This is a classic ABG sequence:
| ABG | Admission (on 2 L O2) | Day 2 (Bipap 100%) |
|---|---|---|
| pH |
7.28 |
7.52 |
| pCO2 | 89 | 52 |
| pO2 | 60 | 373 |
| HCO3 | 42 | 42 |
Your tasks are to understand and explain the course of events for this woman having a COPD exacerbation.
1. What is the initial acid-base disorder?
The patient has a chronic respiratory acidosis with metabolic compensation. I cannot remember the calculations, so I found a calculator online.
2. What is the second day disorder?
This disorder goes by the name post-hypercapnic metabolic alkalosis. I sometimes use the phrase "revealed metabolic alkalosis". It occurred because the patient had an appropriate compensation for a chronic respiratory acidosis, and then we successfully improved ventilation – lowering the pCO2 faster than the kidneys can adjust.
3. What would you do now?
We gave the patient acetazolamide to lower the HCO3 . Here are the subsequent ABGs:
| ABG | Day 3 | 5 hrs later | Day 4 |
|---|---|---|---|
| pH | 7.63 |
7.41 |
7.36 |
| pCO2 | 40 | 59 | 62 |
| pO2 | 56 | 83 | 74 |
| HCO3 | 42 | 37 | 35 |
We give the acetazolamide to add stimulation to ventilation.


{ 1 comment… read it below or add one }
The disorder the second day techincally is a post hypercapneic metabolic alkalosis. This is common in patients with chronic CO2 retention that are ventilated to a normal level.
But in practice this is essentially a relative (not absolute) respiratory alkalosis in the sense these people have reset their CO2s usually around 60. When you provide more ventilation than that to them, you are essentially breathing them into an alkalosis that is not normal for them and that they won't tolerate because they will ultimately reset back to 60.

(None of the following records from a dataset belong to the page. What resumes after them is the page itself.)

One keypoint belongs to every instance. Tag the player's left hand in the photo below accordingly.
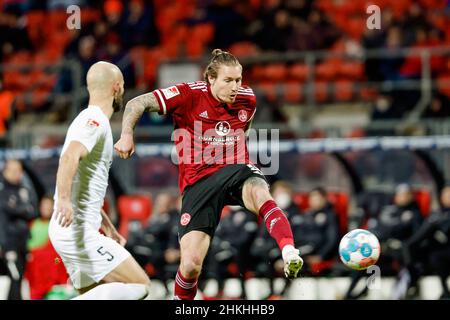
(313, 259)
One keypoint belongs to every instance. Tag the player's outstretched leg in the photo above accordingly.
(193, 247)
(116, 291)
(257, 198)
(128, 281)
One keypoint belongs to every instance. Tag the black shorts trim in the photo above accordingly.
(203, 201)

Attempting to stimulate their ventilation with Diamox is a reasonable approach, but it rarely allows them to reset to a normal pCO2 and a normal pH. The underlying compensatory metabolic alkalosis is a stimulus to hypoventilation that works at cross purposes to the Diamox.

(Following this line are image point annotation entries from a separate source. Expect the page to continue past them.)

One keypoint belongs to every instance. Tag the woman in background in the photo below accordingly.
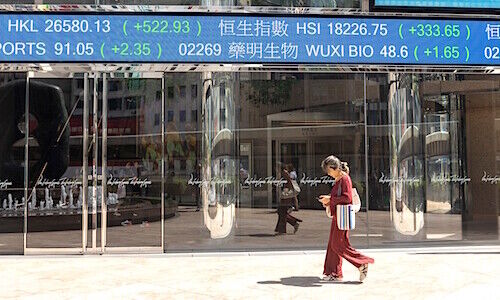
(286, 199)
(338, 244)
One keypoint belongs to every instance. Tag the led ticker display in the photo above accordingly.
(247, 39)
(440, 3)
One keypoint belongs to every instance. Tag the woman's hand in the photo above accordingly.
(324, 199)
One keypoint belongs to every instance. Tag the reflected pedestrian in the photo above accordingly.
(338, 244)
(293, 176)
(287, 196)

I think the best approach in this patient is to stabilize from a cardiac standpoint, investigate any reversible pulmonary component (upper airway obstruction, bronchospasm) and titrate the oxygen appropriately.
These patients can be stable for many years with pCO2s between 50 and 60 and relatively normal pHs.
My general rule, one that I am happy to discuss because it is unsettled, is to avoid correcting respiratory acid/base problems with metabolic means and vice -versa. Stabilize the primary problem and let the body fix the ph problem.